19 Outubro 2023
"Embora não neguem a entrada de jovens LGBTQ nas escolas diocesanas, as diretivas proíbem essencialmente qualquer expressão das suas identidades. Eles proíbem a expressão do orgulho LGBTQ e o uso de pronomes que incluam o género e de cuidados de saúde que afirmem o género. Exigem o uso de banheiros e roupas compatíveis com o sexo biológico da pessoa", escreve Christine Schenk, religiosa da congregação das Irmãs de São José e cofundadora da FutureChurch, organização estadunidense que atua pela plena participação de todos católicos e católicas em todos os aspectos da vida e do ministério da Igreja, em artigo publicado por National Catholic Reporter, 18-10-2023
A minha diocese natal, Cleveland, tem a infeliz distinção de estar entre as mais recentes de uma série dolorosamente longa de dioceses a emitir políticas que são prejudiciais aos jovens LGBTQ e às suas famílias. Em 30 de agosto, a diocese promulgou como “lei particular” uma nova “Política Paroquial e Escolar sobre Questões de Sexualidade e Identidade de Gênero”.
Embora não neguem a entrada de jovens LGBTQ nas escolas diocesanas, as diretivas proíbem essencialmente qualquer expressão das suas identidades. Eles proíbem a expressão do orgulho LGBTQ e o uso de pronomes que incluam o género e de cuidados de saúde que afirmem o género.

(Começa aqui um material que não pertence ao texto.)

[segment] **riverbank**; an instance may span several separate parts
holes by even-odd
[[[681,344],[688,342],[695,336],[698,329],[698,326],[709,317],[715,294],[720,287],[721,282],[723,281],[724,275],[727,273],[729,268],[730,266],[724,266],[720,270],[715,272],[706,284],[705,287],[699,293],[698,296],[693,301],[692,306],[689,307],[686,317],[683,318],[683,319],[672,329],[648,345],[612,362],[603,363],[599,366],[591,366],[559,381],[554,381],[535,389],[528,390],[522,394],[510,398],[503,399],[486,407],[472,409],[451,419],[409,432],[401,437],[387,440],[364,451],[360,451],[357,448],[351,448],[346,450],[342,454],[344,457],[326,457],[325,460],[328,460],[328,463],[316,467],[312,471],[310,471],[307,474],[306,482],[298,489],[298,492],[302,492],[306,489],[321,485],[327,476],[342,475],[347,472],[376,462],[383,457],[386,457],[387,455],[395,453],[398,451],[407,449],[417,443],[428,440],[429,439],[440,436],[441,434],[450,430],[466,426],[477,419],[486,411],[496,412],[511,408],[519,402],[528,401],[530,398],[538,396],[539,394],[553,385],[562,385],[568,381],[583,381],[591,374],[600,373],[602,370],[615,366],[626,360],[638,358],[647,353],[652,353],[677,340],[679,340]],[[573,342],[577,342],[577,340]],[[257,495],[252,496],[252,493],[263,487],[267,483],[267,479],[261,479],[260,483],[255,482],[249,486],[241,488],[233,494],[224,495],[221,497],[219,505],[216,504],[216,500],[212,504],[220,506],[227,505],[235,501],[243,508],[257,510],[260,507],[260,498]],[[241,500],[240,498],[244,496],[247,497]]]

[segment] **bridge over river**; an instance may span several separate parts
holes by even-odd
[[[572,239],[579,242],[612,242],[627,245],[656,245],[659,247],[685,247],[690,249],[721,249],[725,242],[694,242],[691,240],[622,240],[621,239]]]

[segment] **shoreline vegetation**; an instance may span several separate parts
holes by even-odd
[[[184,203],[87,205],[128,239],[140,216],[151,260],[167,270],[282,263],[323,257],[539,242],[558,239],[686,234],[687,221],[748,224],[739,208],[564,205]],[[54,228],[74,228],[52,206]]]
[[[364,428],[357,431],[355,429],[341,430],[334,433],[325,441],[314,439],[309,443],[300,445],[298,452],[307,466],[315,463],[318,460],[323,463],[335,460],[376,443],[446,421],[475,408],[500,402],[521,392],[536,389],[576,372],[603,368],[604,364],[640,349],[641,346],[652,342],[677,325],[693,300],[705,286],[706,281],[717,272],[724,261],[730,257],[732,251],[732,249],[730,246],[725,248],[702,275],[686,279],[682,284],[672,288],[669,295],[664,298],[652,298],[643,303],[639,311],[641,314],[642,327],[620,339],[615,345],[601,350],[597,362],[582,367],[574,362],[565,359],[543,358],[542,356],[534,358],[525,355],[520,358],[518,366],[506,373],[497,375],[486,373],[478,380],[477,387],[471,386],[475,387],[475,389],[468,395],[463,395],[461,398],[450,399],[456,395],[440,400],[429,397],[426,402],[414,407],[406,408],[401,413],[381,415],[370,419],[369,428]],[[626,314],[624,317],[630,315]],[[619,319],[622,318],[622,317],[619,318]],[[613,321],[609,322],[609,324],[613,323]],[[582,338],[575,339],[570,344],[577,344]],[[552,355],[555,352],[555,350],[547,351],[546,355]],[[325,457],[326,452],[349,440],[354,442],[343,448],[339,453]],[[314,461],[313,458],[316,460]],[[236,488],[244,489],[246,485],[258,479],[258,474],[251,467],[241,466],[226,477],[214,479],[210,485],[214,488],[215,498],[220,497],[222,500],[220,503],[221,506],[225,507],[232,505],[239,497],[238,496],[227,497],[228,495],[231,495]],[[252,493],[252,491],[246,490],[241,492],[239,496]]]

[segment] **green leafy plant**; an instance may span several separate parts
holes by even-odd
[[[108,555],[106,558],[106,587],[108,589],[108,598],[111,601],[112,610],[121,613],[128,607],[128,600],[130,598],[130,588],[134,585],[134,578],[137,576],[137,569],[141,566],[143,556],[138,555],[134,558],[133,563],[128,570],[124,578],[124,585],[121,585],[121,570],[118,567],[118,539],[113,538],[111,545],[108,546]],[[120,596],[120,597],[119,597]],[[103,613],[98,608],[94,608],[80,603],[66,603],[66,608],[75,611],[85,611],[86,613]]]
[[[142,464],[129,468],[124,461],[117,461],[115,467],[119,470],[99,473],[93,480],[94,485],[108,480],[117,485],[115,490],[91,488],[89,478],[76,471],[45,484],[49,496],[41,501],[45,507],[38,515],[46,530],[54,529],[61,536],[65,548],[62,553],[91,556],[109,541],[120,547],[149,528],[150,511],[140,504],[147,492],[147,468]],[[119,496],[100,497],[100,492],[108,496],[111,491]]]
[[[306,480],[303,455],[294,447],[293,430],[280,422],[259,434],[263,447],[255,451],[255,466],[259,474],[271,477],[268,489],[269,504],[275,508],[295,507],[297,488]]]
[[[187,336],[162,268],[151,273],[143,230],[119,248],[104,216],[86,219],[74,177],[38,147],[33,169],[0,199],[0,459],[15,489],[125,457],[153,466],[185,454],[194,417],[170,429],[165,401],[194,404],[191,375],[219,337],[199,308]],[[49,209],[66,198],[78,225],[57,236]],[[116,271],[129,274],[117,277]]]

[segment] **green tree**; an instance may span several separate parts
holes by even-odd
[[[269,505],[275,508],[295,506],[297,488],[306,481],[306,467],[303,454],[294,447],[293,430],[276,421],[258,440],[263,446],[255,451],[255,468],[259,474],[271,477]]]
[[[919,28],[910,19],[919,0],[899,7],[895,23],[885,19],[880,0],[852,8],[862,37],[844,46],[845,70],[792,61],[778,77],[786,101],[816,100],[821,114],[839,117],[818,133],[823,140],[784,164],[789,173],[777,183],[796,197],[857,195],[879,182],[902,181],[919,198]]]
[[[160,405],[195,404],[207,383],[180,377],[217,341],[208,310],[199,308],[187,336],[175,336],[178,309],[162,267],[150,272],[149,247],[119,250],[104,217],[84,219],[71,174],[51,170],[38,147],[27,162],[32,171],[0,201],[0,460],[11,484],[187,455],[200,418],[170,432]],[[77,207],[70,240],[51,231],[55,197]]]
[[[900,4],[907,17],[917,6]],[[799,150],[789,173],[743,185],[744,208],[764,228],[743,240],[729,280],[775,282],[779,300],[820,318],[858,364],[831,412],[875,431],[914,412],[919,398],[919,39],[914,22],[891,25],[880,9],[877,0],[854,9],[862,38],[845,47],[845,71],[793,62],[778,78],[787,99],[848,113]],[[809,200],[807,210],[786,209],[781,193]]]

Exigem o uso de banheiros e roupas compatíveis com o sexo biológico da pessoa. Os funcionários da paróquia e da escola são obrigados a informar os pais se uma criança confidenciou que pode ser transgênero.
A política afeta cerca de 40.000 estudantes em cinco escolas secundárias diocesanas e 79 escolas primárias. Aplica-se “a todos os escritórios, paróquias, escolas paroquiais e escolas diocesanas... bem como aos seus funcionários, funcionários, voluntários, estudantes e jovens que participam na formação religiosa paroquial ou institucional”.
O clamor público foi imediato. O centro LGBT da Grande Cleveland descreveu isso como “perigoso” para os jovens LGBT e um “enorme revés” para a criação de uma comunidade inclusiva. Os líderes políticos objetaram veementemente: “Como cristão, a política da diocese é uma traição chocante aos ensinamentos da Igreja que moldaram quem sou hoje”, disse o prefeito de Cleveland, Justin Bibb. “A nova política força as crianças LGBTQ a esconderem o seu eu autêntico e a frequentarem a escola com medo de serem perseguidas por quem são”.
O vereador Kerry McCormack escreveu: "Frequentei escolas [diocesanas]. Tive muitos professores maravilhosos que me ensinaram sobre um Deus todo amoroso. ... Esta decisão com motivação política prejudicará os jovens em nossas escolas paroquiais locais e continuará a alienar a igreja."
Regina Brett, ex-católica e colunista aposentada do Cleveland Plain Dealer, que escreveu muitas vezes sobre sua fé, fez esta crítica contundente: "Esta nova política é outra forma de abuso espiritual. A Igreja está criando novas maneiras de envergonhar, assustar e controlar as pessoas. ... Uma igreja deveria ser um refúgio de todo esse ódio e medo. É o oposto. Não, eu não deixei a Igreja. A Igreja me deixou. E isso apenas deu a todos mais motivos para sair."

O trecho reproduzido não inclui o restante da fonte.